Necrolytic Migratory Erythema
Necrolytic migratory erythema (NME), a skin rash commonly associated with glucagonomas (glucagon-producing tumors) and characterized by scaly, pruritic erythematous plaques, bullae, and erosions, has been reported postmarketing following continuous glucagon infusion.GVOKE and GVOKE VialDx are not approved for continuous infusion. NME lesions may affect the face, groin, perineum and legs or be more widespread. In the reported cases NME resolved with discontinuation of the glucagon, and treatment with corticosteroids was not effective. Should NME occur, consider whether the benefits of continuous glucagon infusion outweigh the risks.
5.6 Hyperglycemia with Intravenous Use as a Diagnostic Aid in Patients with Diabetes Mellitus
GVOKE VialDx in patients with diabetes mellitus may cause hyperglycemia. Monitor patients with diabetes for changes in blood glucose levels during treatment with GVOKE VialDx and treat hyperglycemia, if indicated.
5.7 Blood Pressure and Heart Rate Increases with Intravenous Use as a Diagnostic Aid in Patients with Cardiac Disease
GVOKE VialDx may increase myocardial oxygen demand, blood pressure, and pulse rate which may be life threatening in patients with cardiac disease. Cardiac monitoring is recommended in patients with cardiac disease during use of GVOKE VialDx as a diagnostic aid, and an increase in blood pressure and pulse rate may require therapy.

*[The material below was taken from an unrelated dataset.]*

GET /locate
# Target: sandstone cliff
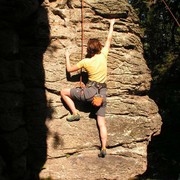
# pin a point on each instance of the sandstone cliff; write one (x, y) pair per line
(35, 137)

5.8 Hypoglycemia in Patients with Glucagonoma with Intravenous Use as a Diagnostic Aid
Use of GVOKE VialDx in patients with glucagonoma may cause secondary hypoglycemia. GVOKE VialDx is contraindicated in patients with glucagonoma when used as a diagnostic aid [see Contraindications ]. Test patients suspected of having glucagonoma for blood levels of glucagon prior to administration of GVOKE VialDx, and monitor for changes in blood glucose levels during treatment. If a patient develops symptoms of hypoglycemia after administration of GVOKE VialDx, administer glucose orally or intravenously.